I see it as a very interesting moment, a moment where three streams of American experience all met, on the steps of the Lincoln Memorial. We were all coming at this from different directions based on our own experiences that we’ve had under the system that we live under. For hundreds of years it’s been a system of white supremacy that accompanies colonialism, and so you have a group of young men who benefit from that and live in an environment where they appear to not be aware of how other groups view their privilege. And then you have a situation where the adults in their lives have not informed them of how to live in a pluralistic society.

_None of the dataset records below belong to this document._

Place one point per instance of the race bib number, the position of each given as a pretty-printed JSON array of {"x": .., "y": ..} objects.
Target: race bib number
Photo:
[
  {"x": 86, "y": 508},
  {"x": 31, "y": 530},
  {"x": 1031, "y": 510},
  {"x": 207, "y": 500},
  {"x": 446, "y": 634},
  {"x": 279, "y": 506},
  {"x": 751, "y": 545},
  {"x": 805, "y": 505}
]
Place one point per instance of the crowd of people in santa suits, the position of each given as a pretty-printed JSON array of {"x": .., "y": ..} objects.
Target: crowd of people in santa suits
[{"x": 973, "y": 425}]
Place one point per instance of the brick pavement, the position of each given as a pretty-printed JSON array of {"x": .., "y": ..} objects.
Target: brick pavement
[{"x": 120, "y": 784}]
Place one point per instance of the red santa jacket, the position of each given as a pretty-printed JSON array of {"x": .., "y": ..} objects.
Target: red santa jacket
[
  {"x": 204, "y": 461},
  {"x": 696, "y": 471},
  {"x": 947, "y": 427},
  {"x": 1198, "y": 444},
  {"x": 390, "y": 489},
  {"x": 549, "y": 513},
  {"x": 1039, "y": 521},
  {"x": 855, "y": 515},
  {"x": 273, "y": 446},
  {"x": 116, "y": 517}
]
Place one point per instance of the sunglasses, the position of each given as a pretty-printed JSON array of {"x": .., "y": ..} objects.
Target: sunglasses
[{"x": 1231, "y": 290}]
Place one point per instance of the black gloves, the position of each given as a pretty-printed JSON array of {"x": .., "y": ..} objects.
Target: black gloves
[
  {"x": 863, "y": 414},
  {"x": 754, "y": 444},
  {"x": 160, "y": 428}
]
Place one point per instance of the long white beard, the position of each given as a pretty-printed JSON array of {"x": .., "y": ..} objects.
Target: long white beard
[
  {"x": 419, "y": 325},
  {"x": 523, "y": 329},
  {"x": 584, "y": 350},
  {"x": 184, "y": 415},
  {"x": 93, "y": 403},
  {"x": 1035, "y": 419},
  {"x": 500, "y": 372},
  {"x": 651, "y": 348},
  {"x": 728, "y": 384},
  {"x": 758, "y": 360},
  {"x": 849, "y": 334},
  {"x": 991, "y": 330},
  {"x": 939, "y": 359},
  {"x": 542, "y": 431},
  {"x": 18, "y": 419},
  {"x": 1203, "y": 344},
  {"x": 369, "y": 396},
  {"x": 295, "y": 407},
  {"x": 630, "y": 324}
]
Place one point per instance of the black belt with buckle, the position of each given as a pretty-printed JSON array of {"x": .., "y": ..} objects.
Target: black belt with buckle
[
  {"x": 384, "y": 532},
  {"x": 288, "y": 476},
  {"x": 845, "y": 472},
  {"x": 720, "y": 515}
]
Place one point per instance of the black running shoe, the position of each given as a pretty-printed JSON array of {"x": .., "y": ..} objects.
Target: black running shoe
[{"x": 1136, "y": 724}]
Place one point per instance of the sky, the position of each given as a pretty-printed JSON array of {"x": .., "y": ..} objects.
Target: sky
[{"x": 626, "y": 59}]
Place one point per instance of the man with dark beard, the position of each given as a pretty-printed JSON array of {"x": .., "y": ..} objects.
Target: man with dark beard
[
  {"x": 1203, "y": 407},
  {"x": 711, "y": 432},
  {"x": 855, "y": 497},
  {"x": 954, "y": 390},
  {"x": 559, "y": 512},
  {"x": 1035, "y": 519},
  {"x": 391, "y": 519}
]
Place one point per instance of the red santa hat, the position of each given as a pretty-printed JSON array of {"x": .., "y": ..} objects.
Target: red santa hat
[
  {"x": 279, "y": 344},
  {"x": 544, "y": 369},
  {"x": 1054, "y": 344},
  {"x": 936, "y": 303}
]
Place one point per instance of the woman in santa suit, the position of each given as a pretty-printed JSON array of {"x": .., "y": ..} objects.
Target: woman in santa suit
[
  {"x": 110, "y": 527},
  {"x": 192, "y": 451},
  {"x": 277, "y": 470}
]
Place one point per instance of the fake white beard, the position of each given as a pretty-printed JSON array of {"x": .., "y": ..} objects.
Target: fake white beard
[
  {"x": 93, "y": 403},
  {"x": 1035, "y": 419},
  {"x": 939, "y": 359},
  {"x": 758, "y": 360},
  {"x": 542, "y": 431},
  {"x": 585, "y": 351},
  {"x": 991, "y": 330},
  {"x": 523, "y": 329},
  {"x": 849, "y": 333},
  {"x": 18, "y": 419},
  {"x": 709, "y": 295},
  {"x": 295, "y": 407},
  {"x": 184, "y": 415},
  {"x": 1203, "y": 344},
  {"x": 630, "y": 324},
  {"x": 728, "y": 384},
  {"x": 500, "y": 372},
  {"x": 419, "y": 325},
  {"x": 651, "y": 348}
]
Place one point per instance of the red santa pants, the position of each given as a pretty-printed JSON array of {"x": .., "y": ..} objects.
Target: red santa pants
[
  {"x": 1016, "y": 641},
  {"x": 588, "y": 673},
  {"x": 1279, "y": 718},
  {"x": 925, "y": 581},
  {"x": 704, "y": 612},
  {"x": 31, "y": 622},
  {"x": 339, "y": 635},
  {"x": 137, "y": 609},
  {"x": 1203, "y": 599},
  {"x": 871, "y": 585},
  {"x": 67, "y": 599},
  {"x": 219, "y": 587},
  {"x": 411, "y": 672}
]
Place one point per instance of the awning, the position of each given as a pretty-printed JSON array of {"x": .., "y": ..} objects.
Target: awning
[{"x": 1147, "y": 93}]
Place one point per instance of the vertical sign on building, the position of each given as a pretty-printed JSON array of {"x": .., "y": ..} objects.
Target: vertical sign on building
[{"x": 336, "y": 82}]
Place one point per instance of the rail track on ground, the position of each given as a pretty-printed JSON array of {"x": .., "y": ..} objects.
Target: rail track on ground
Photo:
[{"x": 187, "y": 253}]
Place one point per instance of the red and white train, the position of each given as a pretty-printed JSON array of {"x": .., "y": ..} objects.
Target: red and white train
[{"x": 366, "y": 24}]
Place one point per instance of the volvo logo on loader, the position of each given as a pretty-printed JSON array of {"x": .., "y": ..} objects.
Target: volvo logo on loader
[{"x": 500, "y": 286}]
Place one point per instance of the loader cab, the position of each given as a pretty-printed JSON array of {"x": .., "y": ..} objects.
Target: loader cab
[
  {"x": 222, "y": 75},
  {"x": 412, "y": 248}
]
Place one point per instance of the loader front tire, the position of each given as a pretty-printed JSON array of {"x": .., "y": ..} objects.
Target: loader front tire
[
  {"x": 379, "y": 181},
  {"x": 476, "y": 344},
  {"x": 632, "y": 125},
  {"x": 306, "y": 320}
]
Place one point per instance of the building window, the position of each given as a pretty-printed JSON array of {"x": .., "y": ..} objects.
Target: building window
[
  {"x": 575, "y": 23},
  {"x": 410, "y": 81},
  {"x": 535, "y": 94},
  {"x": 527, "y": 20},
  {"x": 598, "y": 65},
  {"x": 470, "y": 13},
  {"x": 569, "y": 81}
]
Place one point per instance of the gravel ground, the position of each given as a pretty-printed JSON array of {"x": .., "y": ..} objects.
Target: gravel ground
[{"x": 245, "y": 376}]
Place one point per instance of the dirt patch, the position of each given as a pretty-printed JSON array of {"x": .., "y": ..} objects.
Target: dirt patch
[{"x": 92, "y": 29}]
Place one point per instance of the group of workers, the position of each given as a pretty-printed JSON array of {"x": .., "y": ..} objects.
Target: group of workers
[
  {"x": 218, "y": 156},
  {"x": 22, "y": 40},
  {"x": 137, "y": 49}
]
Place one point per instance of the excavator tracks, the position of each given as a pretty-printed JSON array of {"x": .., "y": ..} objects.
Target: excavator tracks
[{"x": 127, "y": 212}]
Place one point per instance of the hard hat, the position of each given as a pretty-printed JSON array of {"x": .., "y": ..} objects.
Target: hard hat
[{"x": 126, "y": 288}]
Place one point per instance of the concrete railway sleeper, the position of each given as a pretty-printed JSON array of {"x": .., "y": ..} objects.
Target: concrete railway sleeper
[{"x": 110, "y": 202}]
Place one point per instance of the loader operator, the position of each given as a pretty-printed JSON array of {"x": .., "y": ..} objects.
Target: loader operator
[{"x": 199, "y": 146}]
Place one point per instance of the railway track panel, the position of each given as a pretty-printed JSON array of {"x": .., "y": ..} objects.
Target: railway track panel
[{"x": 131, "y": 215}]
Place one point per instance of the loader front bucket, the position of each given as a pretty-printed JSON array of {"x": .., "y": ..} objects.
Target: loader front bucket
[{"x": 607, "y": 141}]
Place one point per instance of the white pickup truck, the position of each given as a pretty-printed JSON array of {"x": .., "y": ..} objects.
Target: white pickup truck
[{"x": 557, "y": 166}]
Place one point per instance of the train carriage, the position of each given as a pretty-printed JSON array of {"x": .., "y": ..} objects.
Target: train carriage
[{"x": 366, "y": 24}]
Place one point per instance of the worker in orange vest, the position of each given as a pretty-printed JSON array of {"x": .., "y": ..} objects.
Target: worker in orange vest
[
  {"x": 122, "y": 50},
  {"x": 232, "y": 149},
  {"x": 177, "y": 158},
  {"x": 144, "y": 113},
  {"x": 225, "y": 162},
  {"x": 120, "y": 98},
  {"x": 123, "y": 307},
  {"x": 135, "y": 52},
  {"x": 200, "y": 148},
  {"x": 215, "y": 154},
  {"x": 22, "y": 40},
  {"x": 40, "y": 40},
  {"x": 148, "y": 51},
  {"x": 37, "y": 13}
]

The next steps, Keeler says, are “beginning to understand the Native American perspective to a much greater degree…the Catholic Church in particular [must] recognize its role in the harms done to Native people.” I agree, and hold responsible all who (including myself) have unconsciously (according to cognitive science), but also quite deliberately, allowed and benefitted from, the replication of eurochristian conceptual categories that not only place humans in a supreme position, but also impose stratifications within that category.
Specific conceptual metaphors that have been replicated and reified in churches, courtrooms, residential boarding schools and elsewhere, rapidly intensified due to “massive European immigration around the turn of the 20thcentury.” Michael Omi and Howard Winant identify ethnicity theory as the first mainstream social scientific account of race that understood it to be a socially constructed phenomenon. Distinguishing, then assigning racial status, coupled with systemic assignment of group identity (think Ellis Island), they write, are “practical tool[s] in the organization of human hierarchy” (22).
As ever-increasing numbers of new Europeans began to invade, it became necessary for those who had already successfully colonized, to classify them as “whites of a different color.” This both assigned a separate status for them and distinguished them as “above” “higher than” Native peoples as well as African Americans and other people of color. These separate statuses continue to be upheld in the rule-of-law – in courts, executive proclamations, legislative decisions, police encounters, and popular culture. That is how White-ness remains the dominant conceptual category.
I argue, following Ian F. Haney-Lopez, that while race has become “common sense” in courtrooms and other legal venues, “the confounding problem of race is that few people seem to know what race is” (165). That unawareness explains partly why neural activations are unnoticed by us. Yet because they are culturally-generated and rooted in shared ways-of-being, we experience marginalization and/or privilege together.
Ignorance of cognitive processes by which a worldview that posits cultural genocide as “progress” is constantly recreated via formidable metaphors, is key to its imposition and dominance. Therefore, apprehending how every social institution reifies these categories religiously, as well as how sacred notions of possessive individualism and appropriative self-interest are worshipped and honored, is critical. This system dominates and will continue to do so until the powerful cognitive processes that keep it in place are known and understood.
Wendy Felese, mother and aspiring musician, is a professor of religious studies in Denver, Colorado. She is an avid promoter of traditional environmental knowledges and is convinced that Indigenous ontologies, expressed by those with the cultural competency to do so, are an antidote to contemporary, reckless ecological destruction.